Figures
Abstract
MAGE-C1/CT7 and MAGE-C2/CT10 are members of the large MAGE family of cancer-testis (CT) antigens. CT antigens are promising targets for immunotherapy in cancer because their expression is restricted to cancer and germ line cells and a proportion of cancer patients presents with immune responses against CT antigens, which clearly demonstrates their immunogenicity. This study investigates the expression of MAGE-C1/CT7 and MAGE-C2/CT10 in primary and metastatic melanoma. Immunohistochemical staining of tissue microarrays that consisted of 59 primary malignant melanomas of the skin, 163 lymph node and distant melanoma metastases and 68 melanoma cell lines was performed. We found MAGE-C1/CT7 expression in 15 out of 50 (24%) primary melanomas and 15 out of 50 (24%) cell lines, whereas MAGE-C2/CT10 was detected in 17 out of 51 (33%) primary melanomas and 14 out of 68 (17%) cell lines. MAGE-C1/CT7 and MAGE-C2/CT10 were both detected in 40% of melanoma metastases. Patients with MAGE-C1/CT7 or MAGE-C2/CT10 positive primary melanoma had significantly more lymph node metastases (p = 0.005 and p<0.001, resp.). Prediction of lymph node metastasis by MAGE-C1/CT7 and MAGE-C2/CT10 was independent of tumor cell proliferation rate (Ki67 labeling index) in a multivariate analysis (p = 0.01). Our results suggest that the expression of MAGE-C1/CT7 and MAGE-C2/CT10 in primary melanoma is a potent predictor of sentinel lymph node metastasis.
Citation: Curioni-Fontecedro A, Nuber N, Mihic-Probst D, Seifert B, Soldini D, Dummer R, et al. (2011) Expression of MAGE-C1/CT7 and MAGE-C2/CT10 Predicts Lymph Node Metastasis in Melanoma Patients. PLoS ONE 6(6): e21418. https://doi.org/10.1371/journal.pone.0021418
Editor: John D. Minna, University of Texas Southwestern Medical Center at Dallas, United States of America
Received: December 10, 2010; Accepted: June 1, 2011; Published: June 27, 2011
Copyright: © 2011 Curioni-Fontecedro et al. This is an open-access article distributed under the terms of the Creative Commons Attribution License, which permits unrestricted use, distribution, and reproduction in any medium, provided the original author and source are credited.

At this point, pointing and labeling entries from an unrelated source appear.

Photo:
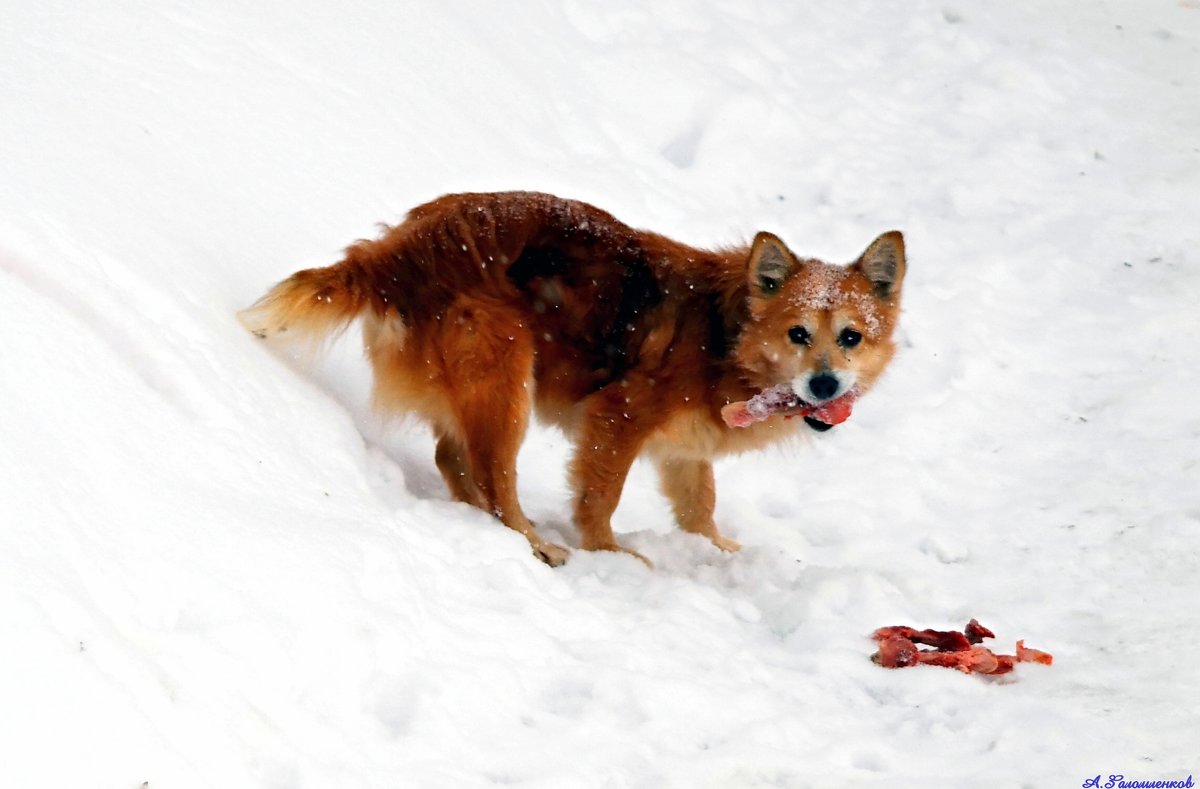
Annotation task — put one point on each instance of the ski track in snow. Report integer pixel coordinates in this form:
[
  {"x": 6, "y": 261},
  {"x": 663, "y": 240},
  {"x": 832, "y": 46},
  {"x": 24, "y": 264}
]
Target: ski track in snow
[{"x": 219, "y": 568}]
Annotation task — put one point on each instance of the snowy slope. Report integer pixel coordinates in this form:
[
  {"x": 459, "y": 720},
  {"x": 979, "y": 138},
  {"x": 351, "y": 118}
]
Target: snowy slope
[{"x": 217, "y": 570}]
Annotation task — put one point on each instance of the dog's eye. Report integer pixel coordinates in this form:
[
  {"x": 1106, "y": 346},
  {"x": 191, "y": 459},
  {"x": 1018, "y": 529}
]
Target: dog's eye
[{"x": 849, "y": 338}]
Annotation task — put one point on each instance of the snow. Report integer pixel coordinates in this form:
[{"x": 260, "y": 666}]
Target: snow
[{"x": 220, "y": 570}]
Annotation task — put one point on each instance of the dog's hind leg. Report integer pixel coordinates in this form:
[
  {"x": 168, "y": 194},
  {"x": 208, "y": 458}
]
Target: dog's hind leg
[
  {"x": 489, "y": 354},
  {"x": 451, "y": 461},
  {"x": 691, "y": 491}
]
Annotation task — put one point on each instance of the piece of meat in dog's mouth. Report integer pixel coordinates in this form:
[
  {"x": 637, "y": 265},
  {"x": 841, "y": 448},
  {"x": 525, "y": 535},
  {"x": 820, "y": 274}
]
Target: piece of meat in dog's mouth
[
  {"x": 781, "y": 401},
  {"x": 820, "y": 427}
]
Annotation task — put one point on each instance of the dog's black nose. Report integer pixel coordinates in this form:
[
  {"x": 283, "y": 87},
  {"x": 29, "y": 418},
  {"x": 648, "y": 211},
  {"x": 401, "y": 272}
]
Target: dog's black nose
[{"x": 823, "y": 386}]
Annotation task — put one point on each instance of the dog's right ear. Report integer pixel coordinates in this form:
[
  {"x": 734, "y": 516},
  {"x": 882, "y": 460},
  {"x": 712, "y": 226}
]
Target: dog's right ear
[{"x": 771, "y": 264}]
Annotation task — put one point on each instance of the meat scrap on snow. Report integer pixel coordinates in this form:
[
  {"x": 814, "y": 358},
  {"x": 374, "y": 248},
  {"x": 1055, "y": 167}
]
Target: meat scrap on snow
[{"x": 952, "y": 649}]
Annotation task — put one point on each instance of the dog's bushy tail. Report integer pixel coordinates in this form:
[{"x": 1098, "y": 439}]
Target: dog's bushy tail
[{"x": 313, "y": 306}]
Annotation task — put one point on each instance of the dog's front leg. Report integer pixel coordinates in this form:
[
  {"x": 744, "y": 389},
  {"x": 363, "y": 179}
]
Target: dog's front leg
[
  {"x": 691, "y": 489},
  {"x": 609, "y": 443}
]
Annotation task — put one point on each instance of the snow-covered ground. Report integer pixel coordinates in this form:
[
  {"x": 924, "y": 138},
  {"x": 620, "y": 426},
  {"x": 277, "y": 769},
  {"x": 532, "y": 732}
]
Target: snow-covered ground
[{"x": 221, "y": 571}]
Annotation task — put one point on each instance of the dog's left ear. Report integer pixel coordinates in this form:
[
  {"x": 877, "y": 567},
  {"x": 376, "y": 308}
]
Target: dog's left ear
[
  {"x": 771, "y": 264},
  {"x": 883, "y": 264}
]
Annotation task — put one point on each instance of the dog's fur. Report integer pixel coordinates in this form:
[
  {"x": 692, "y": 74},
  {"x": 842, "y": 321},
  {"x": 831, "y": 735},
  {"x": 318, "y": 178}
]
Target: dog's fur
[{"x": 479, "y": 307}]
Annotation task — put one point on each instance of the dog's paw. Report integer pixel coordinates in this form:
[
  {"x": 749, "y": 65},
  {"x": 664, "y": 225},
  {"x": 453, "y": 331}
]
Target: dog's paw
[
  {"x": 551, "y": 554},
  {"x": 725, "y": 543}
]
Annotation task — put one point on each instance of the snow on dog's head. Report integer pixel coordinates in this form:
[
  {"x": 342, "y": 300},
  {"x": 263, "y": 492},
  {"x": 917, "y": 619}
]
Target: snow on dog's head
[{"x": 822, "y": 329}]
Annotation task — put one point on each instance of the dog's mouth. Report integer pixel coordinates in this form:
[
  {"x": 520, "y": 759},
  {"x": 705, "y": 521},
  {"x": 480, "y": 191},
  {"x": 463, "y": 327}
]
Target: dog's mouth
[{"x": 816, "y": 425}]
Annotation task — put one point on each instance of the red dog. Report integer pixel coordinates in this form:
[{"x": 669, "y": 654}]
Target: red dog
[{"x": 479, "y": 307}]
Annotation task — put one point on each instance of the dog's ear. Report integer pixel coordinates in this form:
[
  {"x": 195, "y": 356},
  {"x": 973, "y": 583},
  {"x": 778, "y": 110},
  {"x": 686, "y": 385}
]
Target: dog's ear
[
  {"x": 883, "y": 264},
  {"x": 771, "y": 264}
]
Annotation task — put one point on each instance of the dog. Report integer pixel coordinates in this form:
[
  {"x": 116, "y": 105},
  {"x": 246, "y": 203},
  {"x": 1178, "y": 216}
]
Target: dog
[{"x": 480, "y": 308}]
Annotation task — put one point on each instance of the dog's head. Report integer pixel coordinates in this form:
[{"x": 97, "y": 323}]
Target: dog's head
[{"x": 822, "y": 329}]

Funding: The funding for materials and researchers involved in this study was kindly donated from the following charity organisations: Krebsliga Zurich (www.krebsliga-zh.ch), Cancer Research Institute/Ludwig Institute for Cancer Research/Cancer Vaccine Collaborative/Atlantic Philantropies (www.cancerresearch.org, www.licr.org), the Terry Fox Foundation (www.terryfox.org), the Hanne Liebermann Foundation, the Hartmann Müller Foundation (http://www.hms.uzh.ch/), and the Ellinger Foundation. The funders had no role in study design, data collection and analysis, decision to publish, or preparation of the manuscript.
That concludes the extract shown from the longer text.